В один год нашу семилетку закрыли. Тётушки организовали в своём доме небольшую школу для племянниц и племянников. В ней я получила больше знаний, чем за три года в семилетке, в которой историю вообще не преподавали. Упомянутого выше Демьяна Бедного мы учили, зато под запрет попали Пушкин, Гоголь и Лермонтов как буржуазно вредные для коммунистического завтра писатели и поэты. Не знаю, может, только Украина отличилась этим. Наркомом просвещения в незалежной был некто Скрипник. Ходили разговоры – вредитель.

Дедушка Герман Нейфельд

Дедушка по отцовской линии Герман Германович Нейфельд был человеком энергичным. Он и два его брата Яков и Генрих получили после смерти отца-крестьянина по завещанию по 30000 рублей. Яков и Генрих остались крестьянами, а дедушка пошёл в заводчики.

В Молочанске он имел пивоваренный, уксусный и лимонадный заводы. Кроме того – большой магазин. Было у него одно поместье в Крыму, а второе на Северном Кавказе.

Деда Германа помню совсем чуть-чуть, мне шёл четвёртый год, когда он умер. Случилось это поздней осенью 1914 года. Мы со старшим братом Генрихом (в семье звали его Гейнцем) болели корью. Под присмотром няни сидели в столовой на широком подоконнике, смотрели на похоронную процессию. Во дворе стояло много-много людей в чёрном, и вот гроб с дедушкой понесли… И ещё одно смутное воспоминание: дедушка сидит за пианино и одним пальцем играет хоралы. Воспоминание нечёткое, но почему-то во мне живёт твёрдая уверенность – играл именно хоралы.

Мама про дедушку много рассказывала. Был добрым по натуре, постоянно помогал бедным, выделял средства для церкви, а также меннонитскому обществу.

Дедушка жил бы да жил (умер в сорок с небольшим), подкосил плен, в котором оказался в 1909 году. Беда и счастье зачастую рядом ходят: мама с папой были женихом и невестой, а в этот их неповторимый период с дедушкой произошёл страшный случай. Поехал на Кавказ посмотреть, что и как в его имении, да угодил в руки шайки абрека Заура. В тридцатые годы вышел фильм про пламенного борца за справедливость джигита Заура, этакого кавказского Робин Гуда XIX века. Пленивший дедушку Заур робингудством не отличался – бандит с большой дороги. По требованию разбойников дедушка запросил у бабушки сорок тысяч рублей. В такую сумму оценили голову пленника абреки. Знали, кто оказался в их руках, и какой выкуп с него можно сорвать. Обставили операцию по всем законам детективного жанра: сумму потребовали доставить в такой-то день, во столько-то часов, в такое-то место. В противном случае – «как баран буду тэбя рэзать!»

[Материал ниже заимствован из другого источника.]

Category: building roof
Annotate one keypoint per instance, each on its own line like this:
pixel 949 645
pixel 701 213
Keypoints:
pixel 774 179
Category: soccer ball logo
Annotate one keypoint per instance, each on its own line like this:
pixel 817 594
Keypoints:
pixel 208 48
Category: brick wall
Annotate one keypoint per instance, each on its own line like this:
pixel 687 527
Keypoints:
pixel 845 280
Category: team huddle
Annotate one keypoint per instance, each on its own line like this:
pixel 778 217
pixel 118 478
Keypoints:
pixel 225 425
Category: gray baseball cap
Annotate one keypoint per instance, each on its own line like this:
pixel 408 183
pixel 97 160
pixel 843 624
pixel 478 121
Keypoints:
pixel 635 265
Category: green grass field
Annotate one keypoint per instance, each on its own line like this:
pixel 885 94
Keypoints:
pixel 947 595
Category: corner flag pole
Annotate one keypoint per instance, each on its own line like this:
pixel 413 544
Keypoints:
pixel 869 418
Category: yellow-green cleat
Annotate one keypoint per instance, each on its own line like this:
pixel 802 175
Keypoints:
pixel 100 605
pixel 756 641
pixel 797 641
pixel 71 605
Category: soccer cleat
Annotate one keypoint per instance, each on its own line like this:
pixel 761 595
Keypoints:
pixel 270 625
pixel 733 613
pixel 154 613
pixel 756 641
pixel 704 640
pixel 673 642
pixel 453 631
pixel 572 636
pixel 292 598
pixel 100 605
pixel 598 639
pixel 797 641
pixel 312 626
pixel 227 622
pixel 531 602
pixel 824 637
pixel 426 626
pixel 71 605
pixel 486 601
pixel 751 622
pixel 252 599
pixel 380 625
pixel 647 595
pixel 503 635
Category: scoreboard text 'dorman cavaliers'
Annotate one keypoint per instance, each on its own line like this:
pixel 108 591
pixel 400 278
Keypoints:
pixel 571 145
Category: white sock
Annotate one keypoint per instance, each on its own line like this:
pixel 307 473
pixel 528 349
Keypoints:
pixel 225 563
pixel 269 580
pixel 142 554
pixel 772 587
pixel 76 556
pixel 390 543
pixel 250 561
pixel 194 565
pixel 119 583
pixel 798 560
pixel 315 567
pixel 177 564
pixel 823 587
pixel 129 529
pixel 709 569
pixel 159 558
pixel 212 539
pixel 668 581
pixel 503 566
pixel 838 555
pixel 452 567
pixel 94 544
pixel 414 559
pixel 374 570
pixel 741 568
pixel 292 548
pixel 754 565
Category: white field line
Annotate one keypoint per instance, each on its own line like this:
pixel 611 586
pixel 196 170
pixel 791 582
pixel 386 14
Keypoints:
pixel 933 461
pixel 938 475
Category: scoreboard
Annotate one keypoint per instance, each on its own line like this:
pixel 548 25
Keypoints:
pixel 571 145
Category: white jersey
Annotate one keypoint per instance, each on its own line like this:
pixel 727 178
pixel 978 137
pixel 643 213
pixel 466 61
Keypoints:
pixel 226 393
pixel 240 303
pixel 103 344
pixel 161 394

Ультиматум отправили бабушке в Молочанск, тем временем дедушку вознамерились упрятать от посторонних глаз. Посадили на лошадь, привязали и повезли ценным грузом в горы.

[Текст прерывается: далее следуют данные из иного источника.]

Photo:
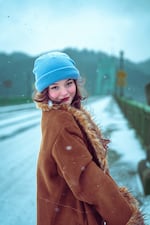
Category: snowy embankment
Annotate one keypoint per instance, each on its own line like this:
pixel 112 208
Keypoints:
pixel 19 145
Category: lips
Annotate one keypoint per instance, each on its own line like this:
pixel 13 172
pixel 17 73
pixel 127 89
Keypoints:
pixel 65 99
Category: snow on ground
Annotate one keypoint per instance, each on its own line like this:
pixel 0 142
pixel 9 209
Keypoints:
pixel 18 157
pixel 126 144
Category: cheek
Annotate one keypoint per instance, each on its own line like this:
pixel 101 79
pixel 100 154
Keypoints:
pixel 52 95
pixel 72 90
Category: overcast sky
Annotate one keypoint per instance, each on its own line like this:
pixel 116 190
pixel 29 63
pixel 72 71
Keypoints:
pixel 34 27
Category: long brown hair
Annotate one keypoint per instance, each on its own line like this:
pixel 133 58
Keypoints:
pixel 43 97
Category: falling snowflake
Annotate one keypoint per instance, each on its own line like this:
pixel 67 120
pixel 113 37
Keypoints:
pixel 82 168
pixel 57 209
pixel 68 147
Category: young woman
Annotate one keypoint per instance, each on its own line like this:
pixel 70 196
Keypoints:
pixel 74 186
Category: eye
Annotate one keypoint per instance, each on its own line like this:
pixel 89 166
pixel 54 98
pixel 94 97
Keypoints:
pixel 69 82
pixel 54 87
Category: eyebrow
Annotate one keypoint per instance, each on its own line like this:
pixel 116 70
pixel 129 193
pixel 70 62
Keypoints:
pixel 56 83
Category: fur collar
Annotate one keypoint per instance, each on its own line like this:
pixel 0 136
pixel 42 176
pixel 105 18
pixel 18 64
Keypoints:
pixel 100 145
pixel 92 131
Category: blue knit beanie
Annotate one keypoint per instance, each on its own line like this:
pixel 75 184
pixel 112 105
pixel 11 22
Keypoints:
pixel 52 67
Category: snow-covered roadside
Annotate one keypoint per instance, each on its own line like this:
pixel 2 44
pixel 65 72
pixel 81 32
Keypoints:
pixel 18 156
pixel 126 144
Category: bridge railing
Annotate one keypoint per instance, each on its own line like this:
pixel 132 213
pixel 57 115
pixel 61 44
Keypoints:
pixel 138 116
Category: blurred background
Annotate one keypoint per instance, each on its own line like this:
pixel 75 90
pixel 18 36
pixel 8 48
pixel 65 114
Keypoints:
pixel 109 41
pixel 96 33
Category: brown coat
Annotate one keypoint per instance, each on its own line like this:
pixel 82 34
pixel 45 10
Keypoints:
pixel 71 188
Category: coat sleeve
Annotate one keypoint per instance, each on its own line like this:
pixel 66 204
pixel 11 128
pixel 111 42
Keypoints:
pixel 86 180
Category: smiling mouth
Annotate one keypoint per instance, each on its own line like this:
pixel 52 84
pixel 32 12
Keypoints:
pixel 65 99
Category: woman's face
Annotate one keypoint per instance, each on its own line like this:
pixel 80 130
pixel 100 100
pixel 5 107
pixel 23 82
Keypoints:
pixel 62 92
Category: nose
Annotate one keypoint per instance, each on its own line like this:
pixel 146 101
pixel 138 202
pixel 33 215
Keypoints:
pixel 64 91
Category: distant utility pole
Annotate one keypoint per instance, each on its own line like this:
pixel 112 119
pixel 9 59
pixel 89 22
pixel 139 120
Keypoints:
pixel 121 75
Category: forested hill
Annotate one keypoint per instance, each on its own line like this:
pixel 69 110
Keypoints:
pixel 18 66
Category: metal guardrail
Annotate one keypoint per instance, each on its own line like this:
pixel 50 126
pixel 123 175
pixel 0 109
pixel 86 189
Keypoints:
pixel 138 115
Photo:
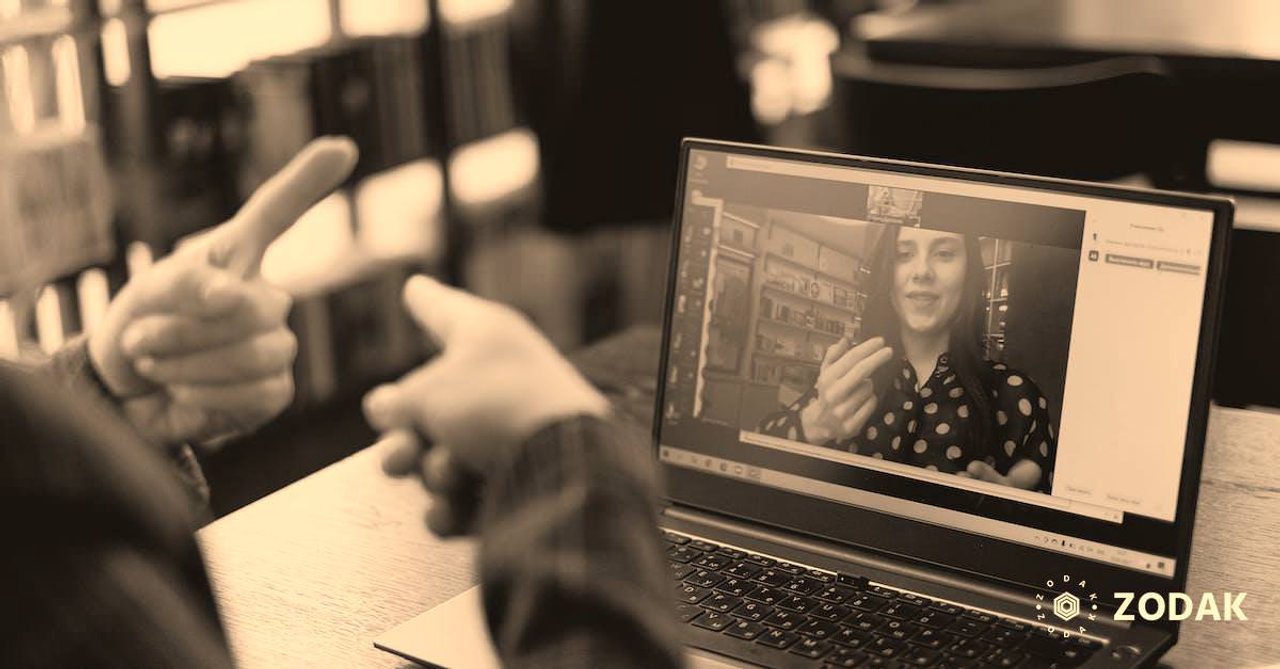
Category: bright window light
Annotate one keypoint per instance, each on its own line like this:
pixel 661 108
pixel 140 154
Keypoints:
pixel 9 348
pixel 115 53
pixel 17 88
pixel 222 39
pixel 362 18
pixel 137 257
pixel 464 12
pixel 494 168
pixel 398 211
pixel 1248 165
pixel 94 294
pixel 71 95
pixel 314 247
pixel 49 320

С наступлением темноты шайка бандитов остановилась на ночлег у придорожной сакли. Неказистое строение из камня с травой на крыше. Дедушку завели вовнутрь, приставили к нему охранника, остальные разбойники расположились под открытым небом. Дедушкин страж сел поближе к входу, дедушке показал на дальний угол, где лежала грубая кошма. Устав от переживаний, путешествия на лошади дедушка забылся тревожным сном. Вдруг трах-бах: стрельба, резкие крики горцев. Дедушка вскинулся с кошмы от мысли: перестрелка не оттого ли возникла, что вор у вора хочет ворованное украсть? Другая банда, их хватало на Кавказе, нагрянула с желанием отнять у Заура выгодного пленника. В сакле кромешная темнота. Дедушка тихонько переполз в другой угол. Будто кто подсказал: так следует поступить. Затаился на новом месте, вдруг гром выстрела – охранник саданул из винтовки в то место, где прежде сидел пленник, и выскочил из сакли.

То ли был ему наказ, в случай чего стреляй на поражение, чтобы ни себе, ни людям не достался пленник, то ли от перепуга нажал на курок. Дедушка подумал про первый вариант. Сейчас войдут проверить меткость выстрела и добьют, удостоверившись в обратном. Попытался прикинуться убитым и… услышал русскую речь.

Дедушке необыкновенно повезло. Месяца за полтора до того, как он оказался в руках Заура, другая шайка похитила русского помещика по фамилии Мясоедов. Воровством с целью выкупа кавказцы постоянно промышляли. Как и моему дедушке, помещику поставили условие – деньги на бочку или «секир башка будэм дэлат!». У жены помещика средств для выкупа не имелось. Решительная женщина не впала в панику, обратилась к царю: всемилостивейший государь, помогите… Была она из дворянского рода, предки верой и правдой служили Екатериной Великой, Павлу I, Александру I и другим царям, геройски сражались с турками, французами и другими врагами отечества. Ради заслуг рода попросила императора о помощи. Царь не отказал, высочайшим распоряжением для вызволения помещика выделил отряд солдат.

Последний в ночном переходе случайно набрёл на саклю с дедушкой и освободил его. Помещик, как оказалось, задолго до этого совершил дерзкий побег. Перехитрил горцев и ушёл от них ночью. Около месяца прятался в кукурузе, питаясь только ею.

Банда Заура оказала отчаянное сопротивление русскому отряду, в перестрелке был убит офицер и несколько солдат. Разбойники, раздосадованные потерей огромного барыша, разбегаясь, кричали: «Зарэжэм! Если ни эта Нейфелд, так его сын или баба!»

Тем временем бабушка, ничего этого не зная, отправила на Кавказ нарочного с выкупом – сорока тысячью рублями. Тот прибыл с саквояжем, полным денег, в назначенное бандитами место. Но шайка разбойников после столкновения с русским отрядом ушла в горы. Заур решил: жадная «баба» вместо «дэнга» за мужа наслала солдат на абреков. Нарочный подождал-подождал связного от джигитов-разбойников и, не дождавшись оного, вернулся с деньгами в Молочанск.

После этого дедушка сразу продал имение на Кавказе, в благодарность Богу за спасение раздал одну часть денег, предназначавшихся для его выкупа, вдове офицера и вдовам солдат, что погибли при его освобождении, другую выделил церкви.